S'agissant de ses ressources à la date de ce décès, l'appelante verse aux débats les copies de ses avis d'imposition pour 2013 et 2014 laissant apparaître un revenu quasi nul conduisant à un impôt de 0 euro. Est également produite au dossier une attestation de droits établie par la caisse d'allocations familiales de [Localité 10] le 14 mars 2024 mentionnant le versement à l'intéressée du RSA pour un montant de 448,18 euros par mois.
Il est également non sérieusement discuté que Mme [O] [C] présente un état de santé déficient ayant justifié la reconnaissance de la qualité de travailleur handicapé à compter du mois d'octobre 2015. Pour autant, aucune pièce, médicale notamment, ne vient étayer ses allégations quant à l'existence d'une invalidité réduisant d'au moins des deux tiers sa capacité de travail ou de gain à l'époque du décès de sa mère, les quelques pièces versées (compte rendu d'examen du Centre de rééducation de [Localité 8] du 23 octobre 2017 ; jugement de curatelle renforcée du 18 novembre 2019) étant postérieures de plusieurs années à cet événement.
En toute hypothèse, la cour observe que l'un des deux immeubles a d'ores et déjà été vendu (au prix de 53 000 euros en juin 2021) et que la vente de celui où habitait Mme [O] [C] a été judiciairement autorisée le 24 novembre 2021 (pièce n°8 de l'appelante), le curateur devant procéder seul aux formalités s'y rapportant avec cette précision qu'une proposition d'achat était en cours pour 67 000 euros. Mme [C] n'y réside d'ailleurs plus depuis 2021.
Ces sommes sont donc de nature à couvrir la quote-part de Mme [C] (et celle de son frère).
Il n'est pas non plus inintéressant de relever à la lecture de ce jugement du 24 novembre 2021 qu'à cette date, Mme [O] [C] n'était pas en tout état de cause dépourvue de ressources puisqu'il y est mentionné qu'elle percevait à cette époque des revenus mensuels de 2 743,66 euros et qu'elle disposait d'une épargne de 11 681,98 euros.

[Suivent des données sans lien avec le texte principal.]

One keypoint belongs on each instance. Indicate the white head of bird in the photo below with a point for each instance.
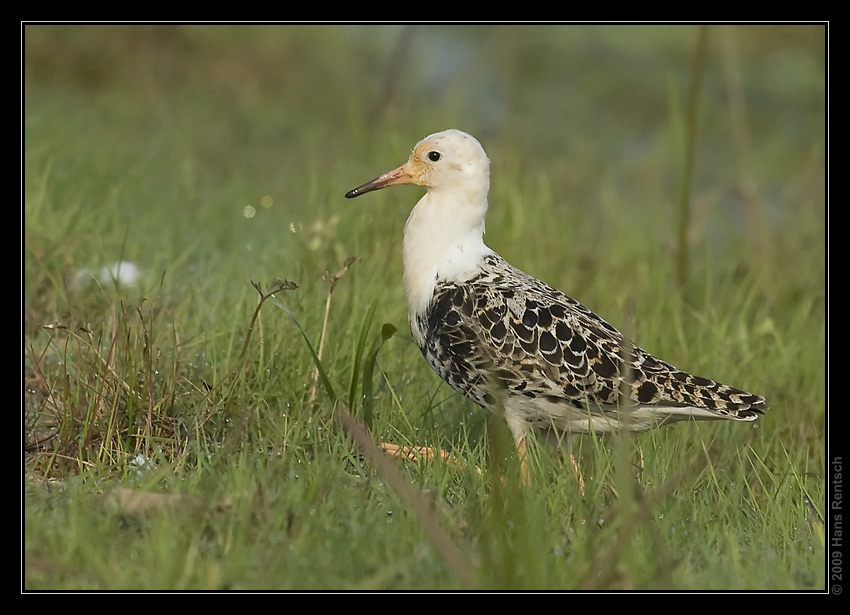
(443, 237)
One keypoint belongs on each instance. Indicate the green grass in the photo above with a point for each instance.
(175, 436)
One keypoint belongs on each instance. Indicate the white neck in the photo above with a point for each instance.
(443, 240)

La demande de recouvrement différé sera dans ces conditions rejetée.
Sur les dépens
Les dépens de la présente procédure seront laissés à la charge de l'appelante qui succombe à l'instance.
PAR CES MOTIFS :
La COUR, statuant publiquement par arrêt contradictoire mis à disposition au greffe,
Confirme le jugement entrepris en toutes ses dispositions ;
Y ajoutant :
Déclare recevable l'appel incident de la caisse nationale d'assurance vieillesse des travailleurs salariés ;
Condamne Mme [C] assistée de son curateur l'Association [9] à payer à ladite caisse la somme de 32 155,28 euros ;
Déboute Mme [C] assistée de son curateur l'Association [9] de ses demandes visant à enjoindre à la caisse nationale d'assurance vieillesse des travailleurs salariés de procéder aux opérations de liquidation des avantages vieillesse de [L] [C] et de produire le relevé des retraites dues ;
Déboute Mme [C] assistée de son curateur l'Association [9] de sa demande de recouvrement différé ;
Condamne Mme [C] assistée de son curateur l'Association [9] aux dépens d'appel.